第67章 洛阳之行(第1页)
第67章洛阳之行
接下来的事情仿佛都变得理所当然,二人如同天雷勾动地火,激起了水中一阵又一阵涟漪,直到那水渐凉,容敬渊才抱着纳兰乱缨起身,将她擦干以后放在了床榻之上,只是身下的动作依旧未停。
如此折腾了大半夜以后,纳兰乱缨总算得以安眠,窗外的明月依旧高悬,被惊醒的鸟儿也伴着房内平缓绵长的呼吸声一同入睡。
宫中一切安排妥当,容敬渊便和纳兰乱缨踏上了前往洛阳的路程。因为是暗中前往,所以身边所带之人实在无需太多,纳兰乱缨便只带了素陵一人,而容敬渊则留许擎在东宫之中,向皇上请了太医牧歌一同前往。
皇上自然应允,这一路上难免不会有什么病痛,有个太医随行,他也能够安心。
而叫牧歌一同前往的主意则是纳兰乱缨想出来的,一来牧歌虽然有意隐藏自己的武功,但纳兰乱缨却了解他的武功并不在自己之下,一路上有他能太平许多;
二来他的医术在江湖之中堪称一绝,有他就有一份保障,三则是素陵对他的那份心思,如果这一路上二人能擦出些火花,倒也是得偿所愿,若是不能,便是叫素陵死了这份心也是好的。
皇上到底是心疼太子,赐予的马车不仅宽敞,而且那黄花梨木里都包裹了铁皮,生怕一路上太子会被奸人所害。
马车外,素陵正和牧歌一起驾着马。因为并不着急赶路程,所以马车慢慢悠悠地行驶在山野小路之上。
半靠在容敬渊的肩膀上,纳兰乱缨翻看着手中的小话本,自从那日看了随风借给她小话本以后,纳兰乱缨倒是燃起了一些兴趣,于是叫人从宫外采购了不少经典的话本,用以在路上消磨时间。
“这故事有那么有趣吗?”容敬渊不满纳兰乱缨一直全神贯注的盯着小话本,于是不悦的开口。

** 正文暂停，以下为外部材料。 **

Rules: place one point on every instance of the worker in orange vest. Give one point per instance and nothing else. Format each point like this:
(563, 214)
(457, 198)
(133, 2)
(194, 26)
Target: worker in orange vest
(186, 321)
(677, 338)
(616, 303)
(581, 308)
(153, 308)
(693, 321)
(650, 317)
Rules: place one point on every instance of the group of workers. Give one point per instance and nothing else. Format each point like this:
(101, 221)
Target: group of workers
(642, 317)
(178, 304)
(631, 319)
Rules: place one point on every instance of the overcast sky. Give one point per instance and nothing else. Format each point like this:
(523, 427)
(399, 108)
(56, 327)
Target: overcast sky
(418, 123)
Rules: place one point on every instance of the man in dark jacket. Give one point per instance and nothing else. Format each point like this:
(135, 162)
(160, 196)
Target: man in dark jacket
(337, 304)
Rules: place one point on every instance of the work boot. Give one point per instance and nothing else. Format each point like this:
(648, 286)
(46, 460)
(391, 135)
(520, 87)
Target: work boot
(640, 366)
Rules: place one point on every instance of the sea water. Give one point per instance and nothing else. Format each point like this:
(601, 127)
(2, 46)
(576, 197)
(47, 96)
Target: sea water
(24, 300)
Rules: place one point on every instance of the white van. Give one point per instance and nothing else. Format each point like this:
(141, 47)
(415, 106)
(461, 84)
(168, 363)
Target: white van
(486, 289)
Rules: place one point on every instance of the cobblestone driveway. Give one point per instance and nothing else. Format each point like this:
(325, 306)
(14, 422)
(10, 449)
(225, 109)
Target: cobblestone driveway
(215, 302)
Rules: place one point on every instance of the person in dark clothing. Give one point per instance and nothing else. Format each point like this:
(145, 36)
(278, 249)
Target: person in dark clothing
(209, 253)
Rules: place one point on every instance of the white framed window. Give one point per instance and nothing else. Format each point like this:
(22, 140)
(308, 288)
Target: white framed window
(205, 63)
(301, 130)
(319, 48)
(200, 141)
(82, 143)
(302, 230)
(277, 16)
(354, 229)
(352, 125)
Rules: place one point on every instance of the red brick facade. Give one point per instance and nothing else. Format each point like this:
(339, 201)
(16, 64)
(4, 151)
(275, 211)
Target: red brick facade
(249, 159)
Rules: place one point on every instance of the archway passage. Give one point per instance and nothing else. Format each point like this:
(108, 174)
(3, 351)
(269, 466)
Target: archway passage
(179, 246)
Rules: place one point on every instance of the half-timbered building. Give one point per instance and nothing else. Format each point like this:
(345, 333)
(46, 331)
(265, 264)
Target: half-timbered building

“自然有趣,我看的这个是一书生与女鬼相爱,但别有一番情致。”纳兰乱缨的眼睛依旧没有从话本上转移开,容敬渊直接拿过话本藏在身后,捧起纳兰乱缨的脸便亲吻下去。
“这回看你还敢不敢忽视我!”容敬渊的脸上带上些小得意,纳兰乱缨颇为无奈的笑道,“这么大的人了,还要跟一个小话本之气,快还给我!”
“不还,就不还!”二人打闹起来,马车却突然一阵颠簸。
趁着容敬渊看向窗外的功夫,纳兰乱缨一把夺过画本,直接跳下了马车问道,“发生了何事?”
颠簸过后,马车稳稳当当的停在了路中-央,牧歌挑眉看着不知死活拦路的几个山匪。正想着如何解决他们,就见纳兰乱缨从马车里跳了出来。
素陵知道自家小姐习武,所以并未有所担忧,小小的几个山匪还奈何不了纳兰乱缨,而往日太医请脉,自然也知道纳兰乱缨的武功修为不浅,所以此时面上也依旧淡然。
随即容敬渊也跳下车,挥掌积蓄起内力,本想将几人一网打尽,却被纳兰乱缨拦了下来。
“许多日没有活动筋骨,倒叫我难受,这几个小喽啰交给我来处理。”纳兰乱缨笑了笑说。
看到纳兰乱缨手中连件武器也没有,只执了一本书卷,身上还穿着不便行动的裙装,几个土匪哈哈大笑。
为首的一人,还口出狂言,“小娘子,看你这娇滴滴的模样,不如跟大王我回去做个压寨夫人,大王保你吃香的喝辣的!”
下一秒他就感觉喉咙遭到重击,一粒石子应声落下。鲜血从那土匪的口中流出,他用不可思议的眼神眼神看了看纳兰乱缨,然后整个人直挺挺的跪在地上,倒了下去。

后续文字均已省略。